Let $w_i$ be the weight invested in the asset i. Then:
$W(t+dt) = [W(t) -C(t) dt]\sum_{i=0}^n w_i[1+ r_i(t+ dt)]$
where $r_i$ is the return on asset i.
The change in wealth is:
$dW=-C(t)dt +[W(t)-C(t)dt]\sum w_i(t)r_i(t+dt)$

We can use dynamic programming to solve the problem. For instance, if we consider a series of discrete time problems:
$\max E_0 \left\{\sum_{t=0}^{T-dt}\int_t^{t+dt} U[C(s),s]ds + B[W(T),T] \right\}$
Then, a Taylor expansion gives:
$\int_t^{t+dt}U[C(s),s]ds= U[C(t),t]dt + \frac{1}{2} U_t [C(t^*),t^*]dt^2 \approx U[C(t),t]dt$
where $t^*$ is a value between t and t+dt.

Assuming that returns follow a Brownian motion:
$r_i(t+dt) = \alpha_i dt + \sigma_i dz_i$
with:
$E(r_i) = \alpha_i dt \quad ;\quad E(r_i^2)=var(r_i)=\sigma_i^2dt \quad ;\quad cov(r_i,r_j) = \sigma_{ij}dt$
Then canceling out terms of second and higher order:
$dW \approx [W(t) \sum w_i \alpha_i - C(t)]dt+W(t) \sum w_i \sigma_i dz_i$

Using Bellman equation, we can restate the problem:
$J(W,X,t) = max \; E_t\left\{\int_t^{t+dt} U[C(s),s]ds + J[W(t+dt),X(t+dt),t+dt]\right\}$
subject to the wealth constraint previously stated.

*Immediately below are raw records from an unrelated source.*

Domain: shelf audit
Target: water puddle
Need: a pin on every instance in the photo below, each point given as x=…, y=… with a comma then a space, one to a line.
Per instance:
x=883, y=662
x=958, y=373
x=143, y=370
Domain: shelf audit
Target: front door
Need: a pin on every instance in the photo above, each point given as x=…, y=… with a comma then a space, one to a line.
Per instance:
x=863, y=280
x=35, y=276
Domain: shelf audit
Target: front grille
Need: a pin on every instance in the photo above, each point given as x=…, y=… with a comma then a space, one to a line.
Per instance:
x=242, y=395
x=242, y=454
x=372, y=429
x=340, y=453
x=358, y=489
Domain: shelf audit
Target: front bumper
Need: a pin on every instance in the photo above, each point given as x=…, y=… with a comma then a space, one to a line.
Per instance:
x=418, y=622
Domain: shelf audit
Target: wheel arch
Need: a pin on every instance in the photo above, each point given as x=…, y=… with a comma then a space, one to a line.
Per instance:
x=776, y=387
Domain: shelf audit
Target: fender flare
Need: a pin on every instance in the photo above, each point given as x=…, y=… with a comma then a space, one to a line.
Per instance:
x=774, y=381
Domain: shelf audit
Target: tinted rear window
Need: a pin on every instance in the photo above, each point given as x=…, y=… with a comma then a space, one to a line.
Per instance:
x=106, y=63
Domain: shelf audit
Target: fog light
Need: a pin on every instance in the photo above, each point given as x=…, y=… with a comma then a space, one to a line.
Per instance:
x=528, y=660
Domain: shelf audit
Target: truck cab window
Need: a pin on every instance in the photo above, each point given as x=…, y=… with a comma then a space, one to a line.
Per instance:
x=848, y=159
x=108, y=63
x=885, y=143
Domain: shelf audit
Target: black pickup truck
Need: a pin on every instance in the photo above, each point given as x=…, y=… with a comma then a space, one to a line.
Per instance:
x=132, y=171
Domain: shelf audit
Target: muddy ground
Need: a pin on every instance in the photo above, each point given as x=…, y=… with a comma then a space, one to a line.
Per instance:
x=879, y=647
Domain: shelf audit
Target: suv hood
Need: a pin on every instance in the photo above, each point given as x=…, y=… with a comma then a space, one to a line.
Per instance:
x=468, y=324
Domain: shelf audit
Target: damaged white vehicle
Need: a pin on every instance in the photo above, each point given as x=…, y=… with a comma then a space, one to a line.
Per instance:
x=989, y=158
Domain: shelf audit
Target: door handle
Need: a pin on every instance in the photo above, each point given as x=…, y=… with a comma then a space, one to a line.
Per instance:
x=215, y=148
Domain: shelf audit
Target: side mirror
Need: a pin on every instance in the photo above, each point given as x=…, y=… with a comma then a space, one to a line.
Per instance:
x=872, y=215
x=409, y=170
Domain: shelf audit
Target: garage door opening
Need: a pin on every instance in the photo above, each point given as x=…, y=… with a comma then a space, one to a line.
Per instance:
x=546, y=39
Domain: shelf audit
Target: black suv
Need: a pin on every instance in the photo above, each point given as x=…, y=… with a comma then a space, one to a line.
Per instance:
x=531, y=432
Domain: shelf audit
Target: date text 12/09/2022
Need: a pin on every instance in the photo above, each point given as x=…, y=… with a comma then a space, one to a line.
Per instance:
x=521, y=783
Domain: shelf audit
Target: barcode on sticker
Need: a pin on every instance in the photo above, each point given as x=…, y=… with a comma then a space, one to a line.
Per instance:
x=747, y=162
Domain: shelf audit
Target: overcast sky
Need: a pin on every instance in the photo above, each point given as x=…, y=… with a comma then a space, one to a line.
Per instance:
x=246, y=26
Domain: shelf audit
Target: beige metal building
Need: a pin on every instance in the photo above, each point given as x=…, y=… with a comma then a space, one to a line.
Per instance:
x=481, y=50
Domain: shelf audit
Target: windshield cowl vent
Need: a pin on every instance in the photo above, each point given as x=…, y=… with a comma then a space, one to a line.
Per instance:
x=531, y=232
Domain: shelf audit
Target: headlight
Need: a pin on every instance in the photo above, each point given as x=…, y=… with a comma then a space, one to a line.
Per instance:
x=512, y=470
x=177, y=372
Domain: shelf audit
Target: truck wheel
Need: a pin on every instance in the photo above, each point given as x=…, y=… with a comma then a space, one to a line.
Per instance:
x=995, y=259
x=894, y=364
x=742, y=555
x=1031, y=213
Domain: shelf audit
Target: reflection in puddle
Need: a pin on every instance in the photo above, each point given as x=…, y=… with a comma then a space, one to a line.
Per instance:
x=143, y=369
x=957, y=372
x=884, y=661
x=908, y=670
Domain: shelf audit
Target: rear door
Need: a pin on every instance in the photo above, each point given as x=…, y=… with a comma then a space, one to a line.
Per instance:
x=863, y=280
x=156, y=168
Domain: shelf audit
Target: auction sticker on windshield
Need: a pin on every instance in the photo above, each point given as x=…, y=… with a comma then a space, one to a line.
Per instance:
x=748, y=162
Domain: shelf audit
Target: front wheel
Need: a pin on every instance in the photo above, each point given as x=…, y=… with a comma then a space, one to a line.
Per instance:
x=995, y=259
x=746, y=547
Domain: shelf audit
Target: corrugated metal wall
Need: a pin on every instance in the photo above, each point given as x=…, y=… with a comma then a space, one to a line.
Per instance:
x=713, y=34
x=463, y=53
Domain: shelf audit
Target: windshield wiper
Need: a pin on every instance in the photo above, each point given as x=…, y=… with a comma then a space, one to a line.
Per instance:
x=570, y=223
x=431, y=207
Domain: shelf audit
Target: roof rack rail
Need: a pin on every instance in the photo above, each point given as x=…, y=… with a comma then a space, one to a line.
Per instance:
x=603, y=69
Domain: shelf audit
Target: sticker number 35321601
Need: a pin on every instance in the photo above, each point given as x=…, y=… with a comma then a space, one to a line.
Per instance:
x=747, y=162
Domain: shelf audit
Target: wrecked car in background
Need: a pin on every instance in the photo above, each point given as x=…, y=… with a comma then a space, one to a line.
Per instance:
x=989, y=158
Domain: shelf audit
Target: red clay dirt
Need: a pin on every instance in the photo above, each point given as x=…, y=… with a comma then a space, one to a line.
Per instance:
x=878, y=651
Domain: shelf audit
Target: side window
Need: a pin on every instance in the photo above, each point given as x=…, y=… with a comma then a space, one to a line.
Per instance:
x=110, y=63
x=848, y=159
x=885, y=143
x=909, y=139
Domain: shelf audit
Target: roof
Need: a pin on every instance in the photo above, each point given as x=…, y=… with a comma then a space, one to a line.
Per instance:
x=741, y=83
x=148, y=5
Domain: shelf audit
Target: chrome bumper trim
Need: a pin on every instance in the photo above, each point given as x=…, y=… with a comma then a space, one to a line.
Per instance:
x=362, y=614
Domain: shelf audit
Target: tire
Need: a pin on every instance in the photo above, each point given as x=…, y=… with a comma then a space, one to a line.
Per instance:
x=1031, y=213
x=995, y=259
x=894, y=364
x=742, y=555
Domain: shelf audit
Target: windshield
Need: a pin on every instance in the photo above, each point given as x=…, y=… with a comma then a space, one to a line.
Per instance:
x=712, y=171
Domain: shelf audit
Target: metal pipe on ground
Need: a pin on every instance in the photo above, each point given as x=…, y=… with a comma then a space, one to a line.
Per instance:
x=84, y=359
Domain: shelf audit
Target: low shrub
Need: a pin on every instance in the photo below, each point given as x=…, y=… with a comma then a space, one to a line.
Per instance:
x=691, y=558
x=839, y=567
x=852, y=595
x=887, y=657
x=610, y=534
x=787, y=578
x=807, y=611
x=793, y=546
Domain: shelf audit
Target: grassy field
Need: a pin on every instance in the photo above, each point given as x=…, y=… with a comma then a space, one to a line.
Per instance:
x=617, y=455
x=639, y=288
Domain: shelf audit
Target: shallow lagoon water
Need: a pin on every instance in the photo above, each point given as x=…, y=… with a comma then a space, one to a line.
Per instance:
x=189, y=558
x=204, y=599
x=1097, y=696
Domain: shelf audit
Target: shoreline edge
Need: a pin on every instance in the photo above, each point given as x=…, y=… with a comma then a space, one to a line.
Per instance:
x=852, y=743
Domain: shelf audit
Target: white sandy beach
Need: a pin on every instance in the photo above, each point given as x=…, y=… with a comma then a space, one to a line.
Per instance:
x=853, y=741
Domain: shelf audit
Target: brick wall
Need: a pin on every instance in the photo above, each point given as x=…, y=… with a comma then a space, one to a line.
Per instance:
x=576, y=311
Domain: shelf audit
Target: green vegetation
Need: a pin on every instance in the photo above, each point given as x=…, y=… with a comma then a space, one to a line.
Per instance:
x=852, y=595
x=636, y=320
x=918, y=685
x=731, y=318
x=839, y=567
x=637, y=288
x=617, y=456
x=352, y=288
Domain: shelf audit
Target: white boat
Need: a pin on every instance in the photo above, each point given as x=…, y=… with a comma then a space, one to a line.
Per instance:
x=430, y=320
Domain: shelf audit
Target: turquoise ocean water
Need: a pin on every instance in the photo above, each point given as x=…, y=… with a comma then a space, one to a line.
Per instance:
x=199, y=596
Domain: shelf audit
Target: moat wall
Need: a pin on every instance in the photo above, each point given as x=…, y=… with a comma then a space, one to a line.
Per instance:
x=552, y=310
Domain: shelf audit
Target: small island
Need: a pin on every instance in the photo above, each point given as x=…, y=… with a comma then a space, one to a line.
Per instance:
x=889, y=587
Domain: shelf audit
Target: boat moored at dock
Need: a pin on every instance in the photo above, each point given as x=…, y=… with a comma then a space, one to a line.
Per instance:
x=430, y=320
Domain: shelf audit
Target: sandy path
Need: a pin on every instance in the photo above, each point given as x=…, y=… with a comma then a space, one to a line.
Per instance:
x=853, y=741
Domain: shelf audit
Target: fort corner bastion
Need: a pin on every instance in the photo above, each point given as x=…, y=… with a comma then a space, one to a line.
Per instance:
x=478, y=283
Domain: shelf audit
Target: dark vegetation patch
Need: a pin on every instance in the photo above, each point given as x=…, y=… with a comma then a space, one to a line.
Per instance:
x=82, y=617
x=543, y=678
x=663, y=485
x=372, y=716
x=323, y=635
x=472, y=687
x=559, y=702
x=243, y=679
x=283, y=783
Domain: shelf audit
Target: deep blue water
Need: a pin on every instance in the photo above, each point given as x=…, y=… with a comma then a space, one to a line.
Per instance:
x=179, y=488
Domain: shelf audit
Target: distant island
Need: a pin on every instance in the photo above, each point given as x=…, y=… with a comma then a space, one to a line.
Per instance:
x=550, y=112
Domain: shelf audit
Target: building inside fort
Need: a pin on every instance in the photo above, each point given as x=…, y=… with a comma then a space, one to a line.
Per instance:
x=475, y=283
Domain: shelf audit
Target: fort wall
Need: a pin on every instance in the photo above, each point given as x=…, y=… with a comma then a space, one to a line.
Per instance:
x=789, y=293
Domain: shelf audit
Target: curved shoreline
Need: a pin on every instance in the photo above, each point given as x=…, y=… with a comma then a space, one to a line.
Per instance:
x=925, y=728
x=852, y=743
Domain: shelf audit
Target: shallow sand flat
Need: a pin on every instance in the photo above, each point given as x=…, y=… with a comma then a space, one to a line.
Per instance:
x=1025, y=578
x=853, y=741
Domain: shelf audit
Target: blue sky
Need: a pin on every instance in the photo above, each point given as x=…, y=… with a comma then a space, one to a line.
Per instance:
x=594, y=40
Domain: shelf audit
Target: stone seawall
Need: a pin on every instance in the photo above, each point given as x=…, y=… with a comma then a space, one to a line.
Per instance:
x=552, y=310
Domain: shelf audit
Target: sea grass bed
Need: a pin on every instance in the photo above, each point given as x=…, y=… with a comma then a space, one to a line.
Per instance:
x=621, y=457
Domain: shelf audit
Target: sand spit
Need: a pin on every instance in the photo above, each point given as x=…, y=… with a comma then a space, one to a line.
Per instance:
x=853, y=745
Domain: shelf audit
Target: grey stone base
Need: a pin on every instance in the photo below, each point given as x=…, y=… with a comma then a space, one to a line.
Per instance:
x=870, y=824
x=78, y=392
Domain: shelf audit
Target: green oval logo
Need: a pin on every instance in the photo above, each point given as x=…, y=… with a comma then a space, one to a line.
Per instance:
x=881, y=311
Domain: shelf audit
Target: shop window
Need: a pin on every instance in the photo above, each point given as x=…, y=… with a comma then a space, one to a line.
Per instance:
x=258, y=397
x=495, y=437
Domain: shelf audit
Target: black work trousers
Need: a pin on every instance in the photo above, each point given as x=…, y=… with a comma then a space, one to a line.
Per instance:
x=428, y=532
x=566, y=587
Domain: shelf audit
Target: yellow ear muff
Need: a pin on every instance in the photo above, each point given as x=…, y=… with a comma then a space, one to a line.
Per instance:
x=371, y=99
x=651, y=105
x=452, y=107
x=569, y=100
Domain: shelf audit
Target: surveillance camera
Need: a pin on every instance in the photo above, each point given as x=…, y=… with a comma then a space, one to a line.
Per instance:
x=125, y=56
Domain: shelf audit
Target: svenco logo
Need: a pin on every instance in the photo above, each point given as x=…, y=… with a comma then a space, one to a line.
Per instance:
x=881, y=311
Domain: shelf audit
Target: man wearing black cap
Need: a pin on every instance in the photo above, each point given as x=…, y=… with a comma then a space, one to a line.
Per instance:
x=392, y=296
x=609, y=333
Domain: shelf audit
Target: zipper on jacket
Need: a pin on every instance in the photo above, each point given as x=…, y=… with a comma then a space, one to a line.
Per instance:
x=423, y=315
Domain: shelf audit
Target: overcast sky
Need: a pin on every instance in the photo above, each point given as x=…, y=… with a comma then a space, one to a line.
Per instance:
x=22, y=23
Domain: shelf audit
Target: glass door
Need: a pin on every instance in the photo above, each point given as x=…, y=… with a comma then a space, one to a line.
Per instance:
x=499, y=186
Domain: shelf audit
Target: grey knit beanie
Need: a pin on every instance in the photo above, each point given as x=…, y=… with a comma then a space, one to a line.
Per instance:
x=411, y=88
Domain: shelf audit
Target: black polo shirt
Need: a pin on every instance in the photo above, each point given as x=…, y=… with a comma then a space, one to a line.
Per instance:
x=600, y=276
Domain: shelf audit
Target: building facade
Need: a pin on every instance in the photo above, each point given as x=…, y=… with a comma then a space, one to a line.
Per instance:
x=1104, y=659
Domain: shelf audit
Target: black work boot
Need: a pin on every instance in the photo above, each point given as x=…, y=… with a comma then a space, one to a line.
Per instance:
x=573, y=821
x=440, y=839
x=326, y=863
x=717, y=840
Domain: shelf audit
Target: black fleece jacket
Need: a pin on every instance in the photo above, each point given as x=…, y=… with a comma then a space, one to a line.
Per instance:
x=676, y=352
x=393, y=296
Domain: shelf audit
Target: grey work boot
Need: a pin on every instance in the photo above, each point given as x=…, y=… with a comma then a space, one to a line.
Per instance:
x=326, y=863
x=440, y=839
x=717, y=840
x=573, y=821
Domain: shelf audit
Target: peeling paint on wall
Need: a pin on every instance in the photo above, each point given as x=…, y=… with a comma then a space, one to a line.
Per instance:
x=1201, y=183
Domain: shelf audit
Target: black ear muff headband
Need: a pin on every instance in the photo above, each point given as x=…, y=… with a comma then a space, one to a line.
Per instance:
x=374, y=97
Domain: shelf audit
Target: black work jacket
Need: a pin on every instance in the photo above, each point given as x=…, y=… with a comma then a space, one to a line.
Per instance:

Using Ito's lemma we can rewrite:
$dJ = J[W(t+dt),X(t+dt),t+dt]-J[W(t),X(t),t+dt]= J_t dt + J_W dW + J_X dX + \frac{1}{2}J_{XX} dX^2 + \frac{1}{2}J_{WW} dW^2 + J_{WX} dX dW$
and the expected value:
$E_t J[W(t+dt),X(t+dt),t+dt]=J[W(t),X(t),t]+J_t dt + J_W E[dW]+ J_X E(dX) + \frac{1}{2} J_{XX} var(dX)+\frac{1}{2} J_{WW} var[dW] + J_{WX} cov(dX,dW)$
After some algebra
, we have the following objective function:
$max \left\{ U(C,t) + J_t + J_W W [\sum_{i=1}^n w_i(\alpha_i-r_f)+r_f] - J_WC + \frac{W^2}{2} J_{WW}\sum_{i=1}^n\sum_{j=1}^n w_i w_j \sigma_{ij} + J_X \mu + \frac{1}{2}J_{XX} s^2 + J_{WX} W \sum_{i=1}^n w_i \sigma_{iX} \right\}$
where $r_f$ is the risk-free return.
First order conditions are:
$J_W(\alpha_i-r_f)+J_{WW}W \sum_{j=1}^n w^*_j \sigma_{ij} + J_{WX} \sigma_{iX}=0 \quad i=1,2,\ldots,n$
In matrix form, we have:
$(\alpha - r_f {\mathbf 1}) = \frac{-J_{WW}}{J_W} \Omega w^* W + \frac{-J_{WX}}{J_W} cov_{rX}$
where $\alpha$ is the vector of expected returns, $\Omega$ the covariance matrix of returns, ${\mathbf 1}$ a unity vector $cov_{rX}$ the covariance between returns and the state variable. The optimal weights are:
${\mathbf w^*} = \frac{-J_W}{J_{WW} W}\Omega^{-1}(\alpha - r_f {\mathbf 1}) - \frac{J_{WX}}{J_{WW}W}\Omega^{-1} cov_{rX}$
Notice that the intertemporal model provides the same weights of the CAPM. Expected returns can be expressed as follows:
$\alpha_i = r_f + \beta_{im} (\alpha_m - r_f) + \beta_{ih}(\alpha_h - r_f)$
where m is the market portfolio and h a portfolio to hedge the state variable.